The West Coast Will Have a Perfect View of January 31 Total Lunar Eclipse

The last one was 2.5 years ago. 

It’s been more than two years since the last total lunar eclipse, but this month’s “Super Blue Blood Moon” will worth the wait, especially if you are on anywhere on the Pacific Rim.

The eclipse will start before dawn on January 31, and assuming weather cooperates, residents of North America’s West Coast, as well as northern Asia, New Zealand, and most of Indonesia and Australia, will have a perfect view of all of the stages.

For the rest of us not lucky enough to have a full view of the lunar movement, Sky & Telescope magazine reports that “anyone west of the line running from Chicago to New Orleans will see the first part of the Moon’s 76-minute-long plunge through Earth’s shadow.” The further west you are, the more you’ll see. East Coast moon-watchers, meanwhile, will only see a little bit of darkness around the moon, since the sun will rise just as the eclipse is happening.

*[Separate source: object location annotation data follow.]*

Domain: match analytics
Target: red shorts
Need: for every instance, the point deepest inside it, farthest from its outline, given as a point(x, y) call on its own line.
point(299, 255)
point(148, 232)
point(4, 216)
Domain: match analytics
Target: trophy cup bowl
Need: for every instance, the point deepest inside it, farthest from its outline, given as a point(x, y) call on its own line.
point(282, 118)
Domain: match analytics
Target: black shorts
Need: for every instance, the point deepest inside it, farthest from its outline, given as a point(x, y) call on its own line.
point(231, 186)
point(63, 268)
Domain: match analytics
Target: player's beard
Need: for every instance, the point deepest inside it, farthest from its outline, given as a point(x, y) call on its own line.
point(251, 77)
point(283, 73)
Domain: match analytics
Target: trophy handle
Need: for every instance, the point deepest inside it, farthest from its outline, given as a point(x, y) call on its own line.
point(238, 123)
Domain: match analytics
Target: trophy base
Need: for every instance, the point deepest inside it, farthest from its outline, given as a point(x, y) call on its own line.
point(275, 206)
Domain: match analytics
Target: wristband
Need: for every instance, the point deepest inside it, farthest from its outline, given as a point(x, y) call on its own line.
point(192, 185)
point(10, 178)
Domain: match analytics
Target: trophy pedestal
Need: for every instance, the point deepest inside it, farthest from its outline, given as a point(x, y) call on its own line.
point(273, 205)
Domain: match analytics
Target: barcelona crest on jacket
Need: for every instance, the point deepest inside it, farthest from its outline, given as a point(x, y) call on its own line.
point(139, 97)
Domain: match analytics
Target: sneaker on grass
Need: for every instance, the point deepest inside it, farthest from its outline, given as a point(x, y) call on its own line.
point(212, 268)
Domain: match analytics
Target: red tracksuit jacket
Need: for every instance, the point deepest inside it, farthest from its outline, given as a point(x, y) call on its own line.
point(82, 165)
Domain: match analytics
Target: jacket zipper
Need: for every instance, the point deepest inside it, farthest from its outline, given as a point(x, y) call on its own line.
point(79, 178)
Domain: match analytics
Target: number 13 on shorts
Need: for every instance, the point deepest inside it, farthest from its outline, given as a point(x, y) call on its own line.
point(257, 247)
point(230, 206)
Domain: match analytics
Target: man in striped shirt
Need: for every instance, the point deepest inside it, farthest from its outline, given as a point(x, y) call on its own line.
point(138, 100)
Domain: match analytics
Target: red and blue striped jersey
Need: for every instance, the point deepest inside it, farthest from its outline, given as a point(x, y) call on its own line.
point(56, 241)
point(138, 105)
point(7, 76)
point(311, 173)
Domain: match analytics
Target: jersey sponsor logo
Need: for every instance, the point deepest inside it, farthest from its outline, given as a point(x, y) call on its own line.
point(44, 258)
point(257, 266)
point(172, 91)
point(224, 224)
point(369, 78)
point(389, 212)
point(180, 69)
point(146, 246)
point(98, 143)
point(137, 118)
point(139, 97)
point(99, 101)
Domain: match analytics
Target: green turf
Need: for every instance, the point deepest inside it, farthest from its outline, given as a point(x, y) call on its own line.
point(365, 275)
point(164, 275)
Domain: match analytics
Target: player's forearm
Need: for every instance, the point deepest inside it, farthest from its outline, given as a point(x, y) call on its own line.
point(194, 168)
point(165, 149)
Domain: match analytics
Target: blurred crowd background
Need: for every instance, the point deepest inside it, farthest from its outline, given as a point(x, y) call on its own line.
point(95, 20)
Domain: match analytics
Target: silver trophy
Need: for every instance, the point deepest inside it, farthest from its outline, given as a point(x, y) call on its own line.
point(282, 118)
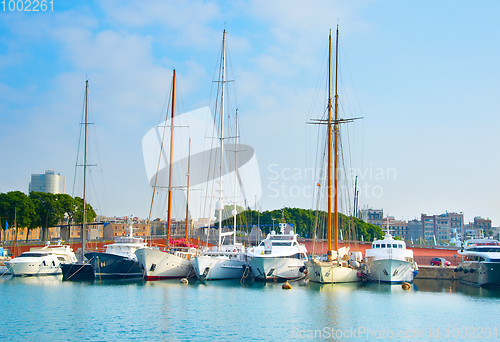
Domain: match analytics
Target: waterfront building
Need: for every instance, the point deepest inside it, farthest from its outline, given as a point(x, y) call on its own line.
point(48, 182)
point(373, 216)
point(481, 223)
point(397, 228)
point(415, 230)
point(441, 226)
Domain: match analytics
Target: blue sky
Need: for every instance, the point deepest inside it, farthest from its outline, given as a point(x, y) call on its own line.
point(423, 75)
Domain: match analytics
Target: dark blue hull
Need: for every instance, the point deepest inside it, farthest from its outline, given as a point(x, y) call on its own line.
point(78, 272)
point(111, 266)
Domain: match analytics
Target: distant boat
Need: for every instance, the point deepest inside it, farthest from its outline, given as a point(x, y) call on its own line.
point(279, 257)
point(481, 264)
point(166, 262)
point(119, 261)
point(222, 261)
point(388, 261)
point(81, 270)
point(40, 261)
point(340, 266)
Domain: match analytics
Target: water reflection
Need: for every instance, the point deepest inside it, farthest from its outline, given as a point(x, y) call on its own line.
point(454, 286)
point(385, 288)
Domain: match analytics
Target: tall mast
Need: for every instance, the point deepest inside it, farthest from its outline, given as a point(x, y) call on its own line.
point(329, 167)
point(187, 193)
point(336, 156)
point(84, 224)
point(235, 179)
point(169, 202)
point(220, 205)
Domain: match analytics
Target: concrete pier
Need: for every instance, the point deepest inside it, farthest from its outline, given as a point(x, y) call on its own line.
point(437, 272)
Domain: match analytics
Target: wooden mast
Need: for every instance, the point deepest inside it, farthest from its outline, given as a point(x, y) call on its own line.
point(84, 224)
point(329, 167)
point(187, 193)
point(169, 202)
point(336, 156)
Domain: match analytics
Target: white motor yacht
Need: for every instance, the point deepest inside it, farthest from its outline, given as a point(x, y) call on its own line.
point(223, 262)
point(41, 260)
point(389, 261)
point(119, 261)
point(481, 264)
point(162, 263)
point(278, 257)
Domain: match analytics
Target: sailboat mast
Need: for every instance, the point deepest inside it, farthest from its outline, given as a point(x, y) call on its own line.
point(336, 155)
point(169, 201)
point(220, 204)
point(84, 223)
point(235, 179)
point(187, 193)
point(329, 168)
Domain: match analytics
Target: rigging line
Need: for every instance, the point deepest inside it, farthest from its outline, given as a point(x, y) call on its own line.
point(96, 150)
point(159, 156)
point(79, 144)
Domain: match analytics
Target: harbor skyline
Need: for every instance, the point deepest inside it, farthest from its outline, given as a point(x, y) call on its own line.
point(423, 77)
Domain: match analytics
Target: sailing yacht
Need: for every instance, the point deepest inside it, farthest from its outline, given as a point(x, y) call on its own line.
point(81, 269)
point(222, 261)
point(166, 262)
point(337, 268)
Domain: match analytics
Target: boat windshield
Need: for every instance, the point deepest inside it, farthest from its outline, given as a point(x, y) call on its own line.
point(32, 255)
point(484, 249)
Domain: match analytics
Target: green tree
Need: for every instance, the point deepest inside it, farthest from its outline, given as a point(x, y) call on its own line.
point(90, 214)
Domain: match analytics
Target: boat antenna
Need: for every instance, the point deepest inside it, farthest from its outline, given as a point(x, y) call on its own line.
point(84, 223)
point(169, 201)
point(219, 206)
point(187, 193)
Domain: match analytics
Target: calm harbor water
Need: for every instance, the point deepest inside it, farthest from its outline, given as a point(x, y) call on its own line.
point(47, 309)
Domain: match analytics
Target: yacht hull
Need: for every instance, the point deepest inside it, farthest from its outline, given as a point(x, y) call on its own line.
point(208, 267)
point(34, 267)
point(112, 266)
point(389, 271)
point(77, 271)
point(331, 272)
point(480, 273)
point(157, 265)
point(272, 269)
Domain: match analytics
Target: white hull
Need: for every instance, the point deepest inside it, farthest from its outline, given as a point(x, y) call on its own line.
point(389, 271)
point(158, 265)
point(212, 267)
point(34, 267)
point(41, 261)
point(275, 268)
point(331, 272)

World map of Jan 2018 eclipse, used with permission from 'Sky & Telescope'.

Sky & Telescope

A lunar eclipse is the result of the Sun, Earth, and the full moon forming in almost a perfectly straight line in space. The moon will move into the Earth’s shadow, and the lunar disk will temporarily turn orange or rid from its normal white. This will last 76 minutes, with its midpoint taking place at 5:30AM PST. Then, as the moon moves out of the earth’s shadow, the process will reverse itself until the moon returns to its brilliant, glowing white. The whole process should take more than four hours.

“Being in that sweet spot, the illumination straight on plus our atmosphere bending light makes it red,” Caitlin Ahrens, an astonomer at the University of Arkansas, tells Inverse. “Ever seen a gorgeous red sunset? It’s that same bending light effect our Earth atmosphere provides.”

The 2018 Total Lunar Eclipse viewing schedule by time zone.

'Sky & Telescope' magazine

All eclipses are pretty cool, but this one in particular promises to be spectacular, since it takes place just one day after the Moon passes its perigee, the point closest in its orbit to Earth, and this moon will look 13% larger than normal. That larger size is why it’s called a “supermoon.”

Moon-gazers might remember that this is the second supermoon this month, so if you don’t catch this one, hopefully you got to see the first.

The last total lunar eclipse was September 27-28, 2015.